Abstract

Gas chromatographic techniques, particularly gas chromatography-mass spectrometry (GC–MS) and gas chromatography-flame ionisation detector, are essential chemical instruments in analysing volatile or volatilisable forensic samples, e.g. ignitable liquids and drugs, attributed to their capability and sensitivity in separating a complex mixture of volatile organic compounds. However, interpreting the GC–MS profiles via visual inspection alone to solve a classification or discrimination problem can be notorious challenging due to the high dimensionality and presence of the inherent instrumental noise.

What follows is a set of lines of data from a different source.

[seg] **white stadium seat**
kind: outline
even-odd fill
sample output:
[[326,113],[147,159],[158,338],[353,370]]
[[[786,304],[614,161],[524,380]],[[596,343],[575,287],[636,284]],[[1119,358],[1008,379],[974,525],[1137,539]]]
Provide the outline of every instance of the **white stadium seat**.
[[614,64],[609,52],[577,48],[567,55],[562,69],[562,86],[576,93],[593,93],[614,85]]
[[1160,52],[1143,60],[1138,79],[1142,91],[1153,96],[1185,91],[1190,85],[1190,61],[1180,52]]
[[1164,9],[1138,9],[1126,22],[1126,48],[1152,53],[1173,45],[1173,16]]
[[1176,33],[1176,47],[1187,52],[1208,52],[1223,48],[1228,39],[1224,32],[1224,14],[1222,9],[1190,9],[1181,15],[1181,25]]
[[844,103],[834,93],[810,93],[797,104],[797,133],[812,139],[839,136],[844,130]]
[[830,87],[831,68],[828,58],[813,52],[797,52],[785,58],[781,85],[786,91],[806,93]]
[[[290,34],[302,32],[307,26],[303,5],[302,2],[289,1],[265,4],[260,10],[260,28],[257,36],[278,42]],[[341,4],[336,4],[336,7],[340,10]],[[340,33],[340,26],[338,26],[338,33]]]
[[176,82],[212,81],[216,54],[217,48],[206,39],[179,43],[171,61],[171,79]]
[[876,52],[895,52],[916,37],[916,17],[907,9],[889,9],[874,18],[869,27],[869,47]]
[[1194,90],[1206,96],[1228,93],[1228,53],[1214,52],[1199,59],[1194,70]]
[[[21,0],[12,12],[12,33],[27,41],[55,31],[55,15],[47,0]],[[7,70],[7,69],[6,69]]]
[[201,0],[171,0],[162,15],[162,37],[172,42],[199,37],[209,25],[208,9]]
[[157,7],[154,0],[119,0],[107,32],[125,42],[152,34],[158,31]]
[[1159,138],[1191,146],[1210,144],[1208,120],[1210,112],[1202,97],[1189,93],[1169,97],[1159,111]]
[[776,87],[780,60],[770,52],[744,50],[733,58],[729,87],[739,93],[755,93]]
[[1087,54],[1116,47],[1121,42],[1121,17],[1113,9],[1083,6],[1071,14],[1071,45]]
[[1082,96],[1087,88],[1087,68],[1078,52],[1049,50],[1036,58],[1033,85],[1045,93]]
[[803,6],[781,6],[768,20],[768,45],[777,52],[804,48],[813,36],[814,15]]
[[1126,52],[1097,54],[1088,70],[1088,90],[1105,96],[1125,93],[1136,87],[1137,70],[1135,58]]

Chemometric techniques are thereby often employed to facilitate data interpretation and provide probabilistic arguments on the outcome. Several reviews have been devoted to summarising and discussing the chemometric analysis of the high dimensionality forensic data. However, none of the works places attention on chemometric strategies applied to preparing the GC–MS data but on the general descriptions and applications of a wide range of data preprocessing, peak alignment algorithms and modelling techniques in a selected discipline of knowledge. Therefore, this work aims to critically discuss the chemometric strategies applied to prepare the GC–MS data for forensic analysis. Several contemporary strategies applied in solving forensic problems were briefly described based on 42 selected articles. Then, open questions that remained unanswered were discussed and highlighted. This article aims to complement other reviews addressing general GC data analysis and forensic data interpretation.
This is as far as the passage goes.